第4章 夕虹
Jun
学校生活をするにおいて、きちんと意識していたら、学ぶ校舎が違っても、意外と他学年を目にする機会は多いことに気づいた。
あれから、初めて、学校内で大野さんを見かけたのは、移動教室のとき。
芸術の選択教科が美術のため、美術室に向かっている最中だった。
三年の校舎と、美術室のある校舎をつなぐ渡り廊下を風間と歩いてると、大きな荷物を抱えてこちらに向かってくる大野さんと鉢合わせした。

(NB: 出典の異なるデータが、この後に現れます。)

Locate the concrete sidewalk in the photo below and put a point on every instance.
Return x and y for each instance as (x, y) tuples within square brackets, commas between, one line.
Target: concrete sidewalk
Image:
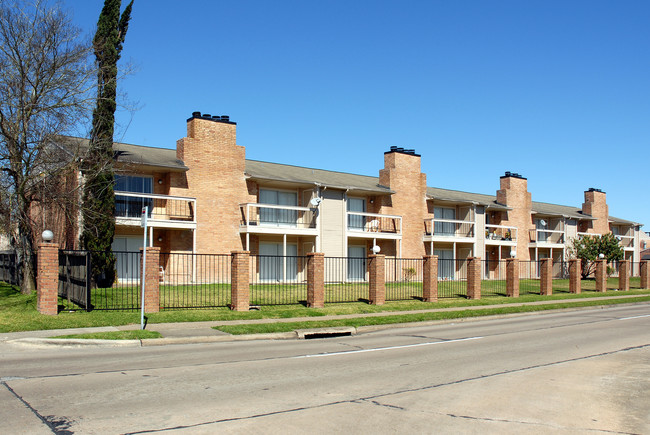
[(199, 332)]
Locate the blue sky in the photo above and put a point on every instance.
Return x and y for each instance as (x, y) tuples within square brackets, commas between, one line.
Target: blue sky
[(558, 91)]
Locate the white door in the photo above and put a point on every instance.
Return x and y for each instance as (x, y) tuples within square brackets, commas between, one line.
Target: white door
[(356, 263), (446, 263)]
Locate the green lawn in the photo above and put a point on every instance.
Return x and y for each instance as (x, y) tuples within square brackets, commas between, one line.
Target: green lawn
[(18, 312)]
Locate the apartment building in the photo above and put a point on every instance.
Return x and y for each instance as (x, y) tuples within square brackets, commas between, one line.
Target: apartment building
[(206, 197)]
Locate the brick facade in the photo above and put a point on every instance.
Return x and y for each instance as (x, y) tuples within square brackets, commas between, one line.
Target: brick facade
[(47, 284), (645, 274), (151, 280), (430, 279), (514, 193), (595, 205), (546, 276), (575, 276), (402, 174), (240, 287), (377, 280), (512, 277), (624, 275), (601, 276), (316, 280), (474, 278)]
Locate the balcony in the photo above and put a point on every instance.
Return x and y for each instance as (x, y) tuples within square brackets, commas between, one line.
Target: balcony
[(373, 225), (500, 235), (448, 230), (547, 238), (164, 211), (277, 219)]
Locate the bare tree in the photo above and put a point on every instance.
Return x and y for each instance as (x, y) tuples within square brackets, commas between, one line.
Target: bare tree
[(46, 90)]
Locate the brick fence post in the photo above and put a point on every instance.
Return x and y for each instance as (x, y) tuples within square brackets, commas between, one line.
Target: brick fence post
[(645, 274), (512, 277), (151, 280), (575, 275), (430, 279), (546, 276), (377, 284), (601, 276), (624, 275), (47, 282), (239, 286), (316, 280), (474, 278)]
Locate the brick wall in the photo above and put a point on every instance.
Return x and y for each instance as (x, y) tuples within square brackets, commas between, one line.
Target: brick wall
[(216, 179), (513, 192), (595, 205), (47, 284), (402, 174)]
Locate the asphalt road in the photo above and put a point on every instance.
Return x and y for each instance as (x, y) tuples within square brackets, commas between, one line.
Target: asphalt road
[(585, 371)]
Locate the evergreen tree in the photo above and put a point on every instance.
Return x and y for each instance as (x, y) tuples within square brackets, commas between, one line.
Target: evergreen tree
[(99, 200)]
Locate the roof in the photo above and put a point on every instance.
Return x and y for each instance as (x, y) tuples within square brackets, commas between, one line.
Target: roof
[(155, 158), (297, 174), (165, 158), (544, 208), (459, 196)]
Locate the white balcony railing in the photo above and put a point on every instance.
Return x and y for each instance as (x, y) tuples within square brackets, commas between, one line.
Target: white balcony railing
[(547, 236), (500, 233), (171, 209), (374, 223), (451, 228), (255, 215)]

俺が、あ……という顔をしたら、大野さんも気づいたみたいで。
俺の視線で言いたいことが分かったのだろう。
「……今日の日番なんだ、俺」
ずり落ちそうなメガネを肩でなおしながら、大野さんは笑って、持ってる荷物をちらりと見せた。
箱には山のようにノートやプリントが入ってて。
そんな細い腕で大丈夫かと、思わず、
「手伝おうか」
と、口走ってしまう。
大野さんは、メガネの奥の目を真ん丸にして、きょとんとした。
「……ありがとう。大丈夫だから」
んふふと笑って、またね、とヨロヨロと歩いて行く。
ほんとに大丈夫かな……と、後ろ姿を見送っていると、
「大野先輩といつからそんなに親しくなったの?」
と、興味津々に風間が突っ込んできた。